La députée européenne a indiqué "être en train de faire le bras de fer sur un certain nombre de points qui sont extrêmement importants : durée du détachement, respect des accords collectifs, de sous-traitance notamment". Des négociations qui seraient également un peu délicates avec le gouvernement français.

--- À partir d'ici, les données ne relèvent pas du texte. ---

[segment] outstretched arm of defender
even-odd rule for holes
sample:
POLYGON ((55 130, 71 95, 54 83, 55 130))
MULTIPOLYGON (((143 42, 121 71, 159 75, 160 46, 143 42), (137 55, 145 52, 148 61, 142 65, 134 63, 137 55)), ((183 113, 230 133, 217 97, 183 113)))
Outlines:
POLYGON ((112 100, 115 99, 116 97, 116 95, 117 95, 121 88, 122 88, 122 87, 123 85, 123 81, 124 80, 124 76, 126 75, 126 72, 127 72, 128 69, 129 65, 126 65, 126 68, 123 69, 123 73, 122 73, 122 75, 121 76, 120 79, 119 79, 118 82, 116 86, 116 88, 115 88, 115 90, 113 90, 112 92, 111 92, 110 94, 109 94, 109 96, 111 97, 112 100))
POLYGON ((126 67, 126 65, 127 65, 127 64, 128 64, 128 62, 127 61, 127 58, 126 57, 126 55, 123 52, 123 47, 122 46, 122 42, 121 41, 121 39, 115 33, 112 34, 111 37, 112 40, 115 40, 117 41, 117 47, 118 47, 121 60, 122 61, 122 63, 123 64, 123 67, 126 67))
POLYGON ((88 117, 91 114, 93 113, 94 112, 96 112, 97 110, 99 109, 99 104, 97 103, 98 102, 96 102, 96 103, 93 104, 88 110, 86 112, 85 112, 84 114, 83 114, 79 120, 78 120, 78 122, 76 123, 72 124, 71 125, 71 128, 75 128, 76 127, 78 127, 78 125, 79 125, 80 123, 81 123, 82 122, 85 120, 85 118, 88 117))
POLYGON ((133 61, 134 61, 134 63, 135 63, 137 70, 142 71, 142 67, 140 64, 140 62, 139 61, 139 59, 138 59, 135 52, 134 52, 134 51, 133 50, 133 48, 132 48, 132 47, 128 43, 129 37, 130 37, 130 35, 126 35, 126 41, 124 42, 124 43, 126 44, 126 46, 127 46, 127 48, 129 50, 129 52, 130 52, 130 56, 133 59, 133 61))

Sur France Bleu elle aurait expliqué : "la France a choisi de se battre sur la durée, à mon sens ce n'est pas le bon sujet, il y a des sujets beaucoup plus importants sur les termes de la rémunération, les indemnités, sur le respect des accords collectifs, sur le fait qu'il faudrait y avoir les transporteurs routiers un secteur qui souffre du travail détaché et on le voit sur l' A10, le gouvernement français a reculé là-dessus. Il faut éviter le dumping social entre les salariés et la concurrence déloyale entre les entreprises, si on ne sait pas céder sur le moins important pour gagner le plus important on risque de faire casser complètement le projet de directive : est-ce que la France est prête à supporter la responsabilité d'un échec de la révision de cette directive ? ".